Saudi-owned SURJ set to spend $1bn on DAZN stake

January 15 – After months of speculation, Saudi Arabia is closing in on a $1 billion investment in sports streaming platform DAZN, offering the Arab Kingdom a sports broadcasting arm and home to sports rights properties. 

Bloomberg and the New York Times report that Saudi Arabia, through SURJ, an private investment firm owned by the kingdom’s sovereign wealth fund, is close to acquiring up to a 10% stake in DAZN, the sports streaming platform owned by billionaire businessman Len Blavatnik.

In December, DAZN said it was paying about $1 billion to broadcast the expanded 32-team Club World Cup, granting FIFA and its president Gianni Infantino a lifeline for the tournament. Infantino has long courted Saudi Crown Prince Mohammed bin Salman and in December FIFA, without a credible bidding process, awarded the 2034 World Cup to the Arab Kingdom.

It had been widely rumoured that Saudi Arabia were poised to invest in a roundabout way in the Club World Cup through a broadcast deal to bail out the tournament.
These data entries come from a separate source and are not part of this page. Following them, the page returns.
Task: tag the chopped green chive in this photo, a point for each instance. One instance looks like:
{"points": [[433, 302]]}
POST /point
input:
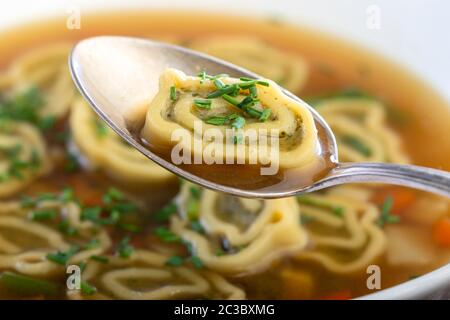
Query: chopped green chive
{"points": [[101, 259], [386, 217], [66, 195], [94, 243], [65, 227], [192, 209], [265, 114], [41, 215], [217, 121], [197, 226], [195, 192], [125, 249], [62, 257], [166, 235], [91, 213], [224, 90], [175, 261], [238, 123], [203, 103], [230, 99], [196, 262], [253, 91], [173, 93], [165, 213], [112, 194], [130, 227]]}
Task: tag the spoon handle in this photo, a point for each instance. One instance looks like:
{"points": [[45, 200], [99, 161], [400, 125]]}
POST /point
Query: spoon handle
{"points": [[426, 179]]}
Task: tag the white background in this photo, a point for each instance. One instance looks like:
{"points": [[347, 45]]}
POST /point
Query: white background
{"points": [[415, 33]]}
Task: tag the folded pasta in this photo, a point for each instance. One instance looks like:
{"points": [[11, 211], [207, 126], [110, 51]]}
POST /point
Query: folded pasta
{"points": [[361, 131], [145, 276], [342, 224], [219, 119], [23, 156], [237, 235], [288, 70]]}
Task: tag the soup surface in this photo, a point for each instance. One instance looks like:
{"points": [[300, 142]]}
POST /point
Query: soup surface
{"points": [[245, 126], [73, 194]]}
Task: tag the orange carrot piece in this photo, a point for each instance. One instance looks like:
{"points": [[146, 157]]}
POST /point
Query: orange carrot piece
{"points": [[339, 295], [441, 232]]}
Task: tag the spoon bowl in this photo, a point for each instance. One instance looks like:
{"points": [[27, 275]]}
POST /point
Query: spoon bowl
{"points": [[116, 74]]}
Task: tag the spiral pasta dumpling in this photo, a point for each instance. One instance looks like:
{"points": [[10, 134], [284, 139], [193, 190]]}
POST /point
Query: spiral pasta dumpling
{"points": [[145, 276], [47, 69], [361, 130], [42, 237], [342, 224], [238, 235], [229, 120], [286, 69], [23, 156]]}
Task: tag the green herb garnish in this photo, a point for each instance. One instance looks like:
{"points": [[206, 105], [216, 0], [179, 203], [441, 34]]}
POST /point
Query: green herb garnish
{"points": [[164, 213], [238, 123], [265, 115], [175, 261], [217, 121], [40, 215], [166, 235], [196, 262], [125, 249], [62, 257], [386, 217], [203, 103], [101, 259]]}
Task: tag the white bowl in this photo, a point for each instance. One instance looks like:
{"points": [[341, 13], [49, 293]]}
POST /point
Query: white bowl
{"points": [[411, 32]]}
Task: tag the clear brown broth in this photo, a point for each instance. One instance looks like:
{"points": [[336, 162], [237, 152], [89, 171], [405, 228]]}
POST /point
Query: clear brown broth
{"points": [[424, 133]]}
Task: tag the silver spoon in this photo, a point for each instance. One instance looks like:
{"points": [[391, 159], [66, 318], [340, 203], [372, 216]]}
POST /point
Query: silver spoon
{"points": [[115, 74]]}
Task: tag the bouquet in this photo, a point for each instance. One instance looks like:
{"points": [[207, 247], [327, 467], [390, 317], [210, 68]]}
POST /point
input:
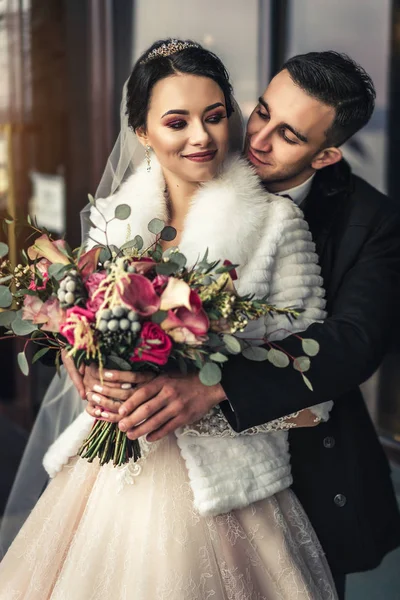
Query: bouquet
{"points": [[130, 308]]}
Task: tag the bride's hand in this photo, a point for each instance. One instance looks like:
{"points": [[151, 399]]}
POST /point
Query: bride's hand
{"points": [[104, 398], [167, 403], [75, 374]]}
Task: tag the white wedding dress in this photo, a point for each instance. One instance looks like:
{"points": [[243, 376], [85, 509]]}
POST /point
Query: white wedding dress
{"points": [[92, 538], [87, 539]]}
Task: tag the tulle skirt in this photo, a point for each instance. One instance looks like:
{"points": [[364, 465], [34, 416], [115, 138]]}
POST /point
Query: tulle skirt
{"points": [[90, 538]]}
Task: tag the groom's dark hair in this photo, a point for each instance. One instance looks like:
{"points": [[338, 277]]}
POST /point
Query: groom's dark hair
{"points": [[336, 80]]}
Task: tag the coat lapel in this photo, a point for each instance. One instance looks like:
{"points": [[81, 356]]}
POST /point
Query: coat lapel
{"points": [[330, 189]]}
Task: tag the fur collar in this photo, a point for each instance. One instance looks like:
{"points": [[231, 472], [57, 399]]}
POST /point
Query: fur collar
{"points": [[227, 215]]}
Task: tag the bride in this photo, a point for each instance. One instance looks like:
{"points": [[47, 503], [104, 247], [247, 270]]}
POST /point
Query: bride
{"points": [[208, 513]]}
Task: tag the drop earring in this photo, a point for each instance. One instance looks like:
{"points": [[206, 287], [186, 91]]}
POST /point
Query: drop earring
{"points": [[148, 158]]}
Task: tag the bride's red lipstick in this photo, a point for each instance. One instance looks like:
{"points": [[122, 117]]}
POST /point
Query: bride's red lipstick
{"points": [[201, 156]]}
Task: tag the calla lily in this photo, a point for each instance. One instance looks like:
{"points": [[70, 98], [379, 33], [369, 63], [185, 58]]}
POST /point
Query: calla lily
{"points": [[31, 310], [53, 313], [176, 294], [137, 292], [195, 319], [144, 265], [44, 247], [88, 262]]}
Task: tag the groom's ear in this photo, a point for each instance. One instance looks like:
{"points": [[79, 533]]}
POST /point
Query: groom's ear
{"points": [[326, 157], [142, 136]]}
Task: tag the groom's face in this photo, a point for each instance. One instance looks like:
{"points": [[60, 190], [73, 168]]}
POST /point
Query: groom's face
{"points": [[286, 132]]}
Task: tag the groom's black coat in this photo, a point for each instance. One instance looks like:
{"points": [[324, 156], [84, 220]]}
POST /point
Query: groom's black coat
{"points": [[340, 472]]}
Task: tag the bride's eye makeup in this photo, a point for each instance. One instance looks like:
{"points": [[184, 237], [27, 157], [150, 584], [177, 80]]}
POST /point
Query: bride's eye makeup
{"points": [[176, 124], [216, 117], [262, 115]]}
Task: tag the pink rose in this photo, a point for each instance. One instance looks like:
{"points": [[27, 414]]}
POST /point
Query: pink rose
{"points": [[195, 319], [160, 283], [53, 313], [42, 267], [156, 353], [137, 293], [92, 285], [76, 328]]}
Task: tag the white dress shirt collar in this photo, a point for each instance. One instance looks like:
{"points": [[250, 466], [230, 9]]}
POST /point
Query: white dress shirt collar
{"points": [[300, 192]]}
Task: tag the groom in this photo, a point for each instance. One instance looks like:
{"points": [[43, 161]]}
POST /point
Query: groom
{"points": [[341, 474]]}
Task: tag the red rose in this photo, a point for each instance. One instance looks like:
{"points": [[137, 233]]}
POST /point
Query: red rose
{"points": [[77, 325], [156, 353]]}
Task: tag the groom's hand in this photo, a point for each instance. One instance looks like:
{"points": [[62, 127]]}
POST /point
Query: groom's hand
{"points": [[167, 403]]}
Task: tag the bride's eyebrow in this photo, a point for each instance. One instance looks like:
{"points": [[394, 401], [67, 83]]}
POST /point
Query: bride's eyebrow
{"points": [[176, 111]]}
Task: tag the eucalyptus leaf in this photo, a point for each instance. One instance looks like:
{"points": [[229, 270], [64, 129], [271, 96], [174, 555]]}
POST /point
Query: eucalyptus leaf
{"points": [[21, 327], [115, 362], [137, 243], [214, 340], [6, 278], [6, 318], [122, 212], [23, 363], [159, 316], [210, 374], [302, 363], [218, 357], [180, 259], [256, 353], [5, 297], [169, 268], [57, 270], [39, 354], [171, 251], [307, 382], [310, 347], [168, 233], [156, 226], [232, 344], [278, 358], [3, 249]]}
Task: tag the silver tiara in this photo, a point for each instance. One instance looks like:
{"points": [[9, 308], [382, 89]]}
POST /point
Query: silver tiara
{"points": [[172, 47]]}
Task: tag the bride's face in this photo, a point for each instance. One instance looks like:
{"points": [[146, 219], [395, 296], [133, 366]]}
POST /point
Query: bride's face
{"points": [[187, 126]]}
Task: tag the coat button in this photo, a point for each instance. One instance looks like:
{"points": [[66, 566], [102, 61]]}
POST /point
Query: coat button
{"points": [[329, 442], [340, 500]]}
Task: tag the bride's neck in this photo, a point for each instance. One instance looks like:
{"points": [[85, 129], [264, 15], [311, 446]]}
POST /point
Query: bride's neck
{"points": [[179, 195]]}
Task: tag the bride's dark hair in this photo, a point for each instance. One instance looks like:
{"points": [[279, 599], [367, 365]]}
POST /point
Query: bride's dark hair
{"points": [[153, 66]]}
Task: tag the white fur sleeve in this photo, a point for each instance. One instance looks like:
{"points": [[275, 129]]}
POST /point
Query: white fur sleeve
{"points": [[296, 280]]}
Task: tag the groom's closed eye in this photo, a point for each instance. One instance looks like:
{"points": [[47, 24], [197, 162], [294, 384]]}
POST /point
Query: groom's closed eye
{"points": [[294, 136]]}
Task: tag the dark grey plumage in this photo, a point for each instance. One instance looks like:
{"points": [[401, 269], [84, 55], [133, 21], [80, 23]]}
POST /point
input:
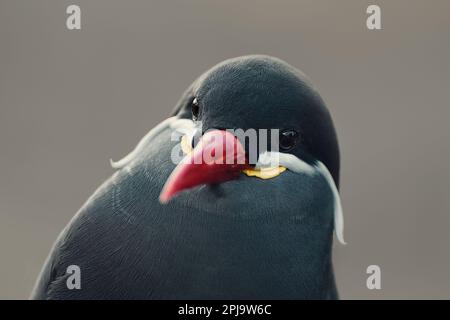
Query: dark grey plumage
{"points": [[243, 239]]}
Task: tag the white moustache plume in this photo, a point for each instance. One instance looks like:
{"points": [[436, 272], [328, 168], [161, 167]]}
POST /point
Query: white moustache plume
{"points": [[294, 164]]}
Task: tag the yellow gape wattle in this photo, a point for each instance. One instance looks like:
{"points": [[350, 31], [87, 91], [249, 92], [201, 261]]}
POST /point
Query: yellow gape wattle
{"points": [[262, 173]]}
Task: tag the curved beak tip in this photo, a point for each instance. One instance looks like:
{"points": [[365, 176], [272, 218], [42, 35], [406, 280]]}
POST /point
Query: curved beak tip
{"points": [[218, 147]]}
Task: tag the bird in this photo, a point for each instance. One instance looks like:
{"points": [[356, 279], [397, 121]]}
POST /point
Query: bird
{"points": [[165, 227]]}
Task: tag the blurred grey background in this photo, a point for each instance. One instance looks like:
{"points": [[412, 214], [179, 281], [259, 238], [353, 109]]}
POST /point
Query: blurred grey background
{"points": [[70, 100]]}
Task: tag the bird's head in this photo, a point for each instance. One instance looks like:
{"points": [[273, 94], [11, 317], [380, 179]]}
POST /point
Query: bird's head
{"points": [[254, 116]]}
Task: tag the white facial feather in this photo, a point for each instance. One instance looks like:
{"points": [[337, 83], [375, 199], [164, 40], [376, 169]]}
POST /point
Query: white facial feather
{"points": [[294, 164]]}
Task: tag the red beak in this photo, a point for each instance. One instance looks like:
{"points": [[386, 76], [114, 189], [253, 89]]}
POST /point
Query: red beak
{"points": [[218, 157]]}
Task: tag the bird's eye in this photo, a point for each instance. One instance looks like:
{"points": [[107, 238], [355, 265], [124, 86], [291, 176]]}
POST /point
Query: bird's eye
{"points": [[195, 109], [288, 139]]}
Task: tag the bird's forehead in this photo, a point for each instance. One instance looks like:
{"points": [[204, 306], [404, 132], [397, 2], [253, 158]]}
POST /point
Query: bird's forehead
{"points": [[253, 87]]}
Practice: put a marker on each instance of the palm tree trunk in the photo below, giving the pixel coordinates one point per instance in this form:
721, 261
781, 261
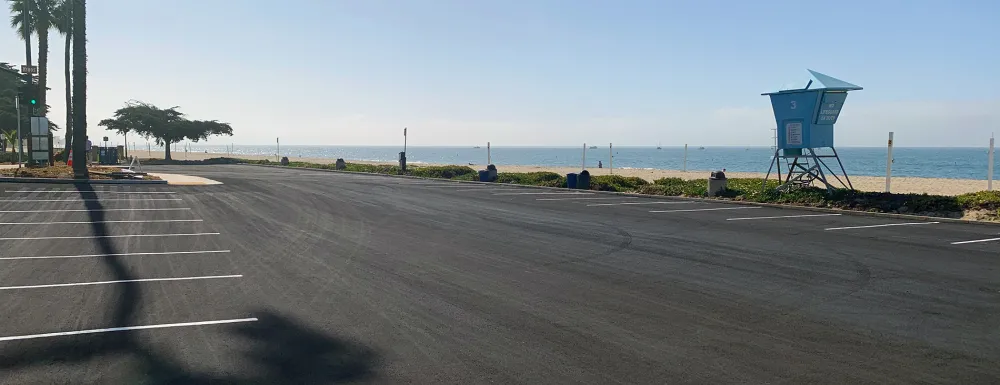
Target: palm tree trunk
80, 89
43, 74
43, 70
26, 25
69, 94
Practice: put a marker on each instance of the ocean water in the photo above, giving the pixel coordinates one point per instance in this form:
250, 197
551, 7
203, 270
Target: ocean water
959, 163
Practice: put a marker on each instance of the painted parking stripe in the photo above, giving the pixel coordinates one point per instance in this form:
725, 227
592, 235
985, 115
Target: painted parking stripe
108, 236
976, 241
90, 192
572, 199
641, 203
784, 216
120, 281
86, 210
883, 225
125, 328
115, 255
712, 209
89, 200
87, 222
533, 193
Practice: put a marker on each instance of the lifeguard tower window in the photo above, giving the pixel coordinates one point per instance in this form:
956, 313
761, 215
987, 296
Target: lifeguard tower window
805, 119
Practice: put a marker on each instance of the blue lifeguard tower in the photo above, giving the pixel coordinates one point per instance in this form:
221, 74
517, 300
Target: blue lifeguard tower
805, 119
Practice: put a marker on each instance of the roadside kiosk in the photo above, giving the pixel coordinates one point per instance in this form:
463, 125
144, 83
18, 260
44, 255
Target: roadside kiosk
805, 119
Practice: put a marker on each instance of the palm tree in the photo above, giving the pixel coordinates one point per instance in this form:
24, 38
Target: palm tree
79, 88
62, 17
39, 20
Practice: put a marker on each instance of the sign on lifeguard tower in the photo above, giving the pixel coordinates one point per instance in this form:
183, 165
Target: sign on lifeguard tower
805, 119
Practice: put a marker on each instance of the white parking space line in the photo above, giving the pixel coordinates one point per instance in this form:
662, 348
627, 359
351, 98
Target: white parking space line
107, 236
89, 200
883, 225
533, 193
125, 328
90, 192
84, 222
976, 241
641, 203
120, 281
572, 199
784, 216
712, 209
486, 189
115, 255
85, 210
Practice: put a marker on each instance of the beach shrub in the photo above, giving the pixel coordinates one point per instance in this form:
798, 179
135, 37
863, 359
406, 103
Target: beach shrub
983, 200
445, 172
616, 183
679, 187
542, 178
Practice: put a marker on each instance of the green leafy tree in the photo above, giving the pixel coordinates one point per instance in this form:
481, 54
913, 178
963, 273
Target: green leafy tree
166, 126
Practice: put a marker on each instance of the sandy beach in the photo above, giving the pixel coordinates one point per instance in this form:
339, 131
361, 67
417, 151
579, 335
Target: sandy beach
938, 186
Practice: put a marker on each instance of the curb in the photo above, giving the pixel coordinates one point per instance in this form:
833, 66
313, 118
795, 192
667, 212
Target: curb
706, 200
74, 181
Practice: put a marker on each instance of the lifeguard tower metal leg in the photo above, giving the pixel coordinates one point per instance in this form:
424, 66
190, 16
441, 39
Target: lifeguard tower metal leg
805, 119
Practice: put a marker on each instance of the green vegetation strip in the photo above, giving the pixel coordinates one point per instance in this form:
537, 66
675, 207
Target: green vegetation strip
983, 205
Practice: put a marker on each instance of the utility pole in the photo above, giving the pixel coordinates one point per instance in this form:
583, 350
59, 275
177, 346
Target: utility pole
17, 100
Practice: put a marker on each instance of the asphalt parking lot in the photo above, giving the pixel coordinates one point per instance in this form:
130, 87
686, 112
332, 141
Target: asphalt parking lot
295, 276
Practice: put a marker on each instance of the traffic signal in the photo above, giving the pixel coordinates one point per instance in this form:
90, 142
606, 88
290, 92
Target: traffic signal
27, 91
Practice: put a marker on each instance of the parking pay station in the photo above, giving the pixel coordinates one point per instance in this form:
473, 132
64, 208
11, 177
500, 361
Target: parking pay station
805, 119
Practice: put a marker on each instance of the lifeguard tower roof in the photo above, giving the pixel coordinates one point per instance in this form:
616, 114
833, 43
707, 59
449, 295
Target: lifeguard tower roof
826, 82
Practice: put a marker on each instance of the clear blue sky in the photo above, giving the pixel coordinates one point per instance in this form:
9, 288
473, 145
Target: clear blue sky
460, 72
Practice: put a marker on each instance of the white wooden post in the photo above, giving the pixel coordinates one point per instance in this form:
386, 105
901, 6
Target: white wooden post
888, 165
989, 172
685, 159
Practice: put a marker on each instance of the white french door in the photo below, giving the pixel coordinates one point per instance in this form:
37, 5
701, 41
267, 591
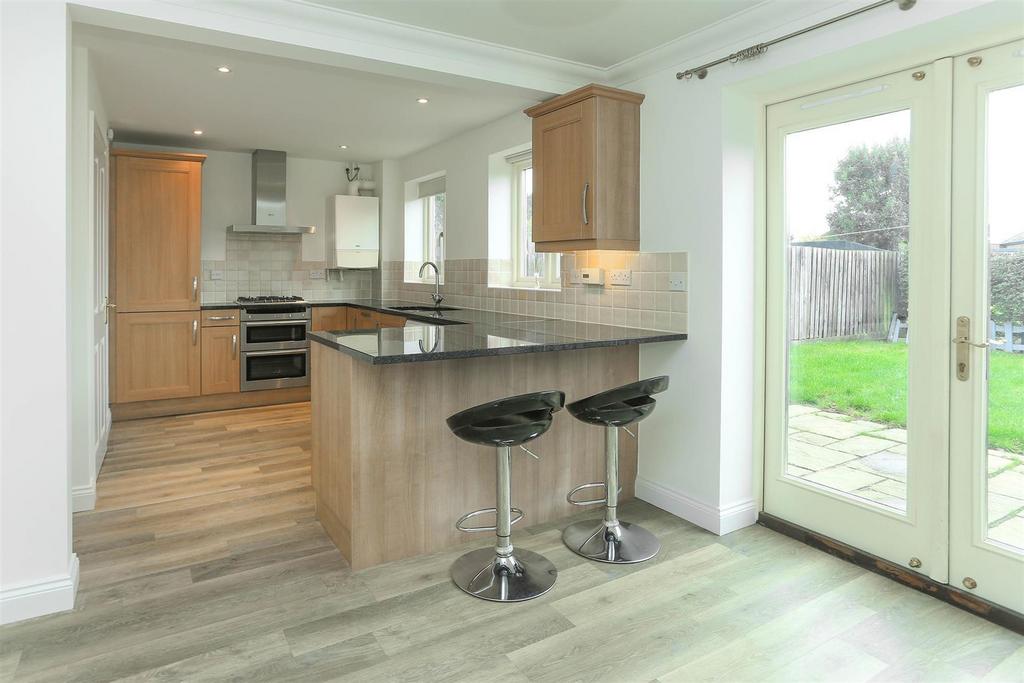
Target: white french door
893, 209
986, 493
100, 326
858, 246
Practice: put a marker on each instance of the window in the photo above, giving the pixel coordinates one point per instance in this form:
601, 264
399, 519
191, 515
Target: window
528, 267
425, 220
433, 227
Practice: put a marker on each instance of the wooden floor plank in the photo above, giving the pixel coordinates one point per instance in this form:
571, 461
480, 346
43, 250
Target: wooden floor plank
204, 561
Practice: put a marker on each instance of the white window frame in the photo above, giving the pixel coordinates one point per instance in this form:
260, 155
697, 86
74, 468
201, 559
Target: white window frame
431, 249
552, 262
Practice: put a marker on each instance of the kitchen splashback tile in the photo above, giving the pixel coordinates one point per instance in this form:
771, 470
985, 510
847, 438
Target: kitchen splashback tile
481, 284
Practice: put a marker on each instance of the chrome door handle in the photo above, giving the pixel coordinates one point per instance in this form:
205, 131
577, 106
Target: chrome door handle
964, 344
586, 190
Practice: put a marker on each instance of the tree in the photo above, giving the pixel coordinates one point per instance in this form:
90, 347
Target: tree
1007, 287
871, 196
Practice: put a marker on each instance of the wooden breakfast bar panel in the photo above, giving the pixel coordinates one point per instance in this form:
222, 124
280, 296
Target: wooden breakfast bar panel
390, 478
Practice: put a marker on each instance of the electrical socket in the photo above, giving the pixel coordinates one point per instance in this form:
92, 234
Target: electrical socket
678, 282
621, 278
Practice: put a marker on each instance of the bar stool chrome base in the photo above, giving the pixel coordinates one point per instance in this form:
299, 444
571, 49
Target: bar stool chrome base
522, 575
621, 544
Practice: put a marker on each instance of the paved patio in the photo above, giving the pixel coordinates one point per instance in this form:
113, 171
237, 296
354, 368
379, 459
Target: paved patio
868, 460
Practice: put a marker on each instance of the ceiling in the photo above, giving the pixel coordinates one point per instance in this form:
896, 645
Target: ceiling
598, 33
158, 90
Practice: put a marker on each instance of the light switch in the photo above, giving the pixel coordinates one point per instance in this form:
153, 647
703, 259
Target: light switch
592, 275
621, 278
678, 282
Notwithstanding FIFA’s claims, interest in the Club World Cup from broadcasters has been very limited and lukewarm.

An investment in DAZN will allow Saudi Arabia influence in the sports broadcasting market, signalling the country’s growing ambitions in the sports arena. Qatar, the 2022 World Cup hosts, wielded considerable influence through BeIN Media Group, owner of  BeIN Sports, in world sports and in particular in European football.

Nasser Al-Khelaifi serves as the chairman of the BeIN Media Group. He is also PSG chairman, ECA president and a UEFA executive committee member.

In recent years, the ties between DAZN and Saudi Arabia have strengthened with the platform the premium destination for the Saudi Pro League, tennis tournaments and elite boxing events.

DAZN has long held the ambition of becoming the ‘Netflix of Sports’, but despite a wide-ranging rights portfolio, the platform has never acquired a monopoly position. Last year, DAZN said the company had 300 million monthly users, but that the subscriber base has not been enough to stem major losses which now total more than $5 billion. DAZN is yet to publish its latest set of accounts.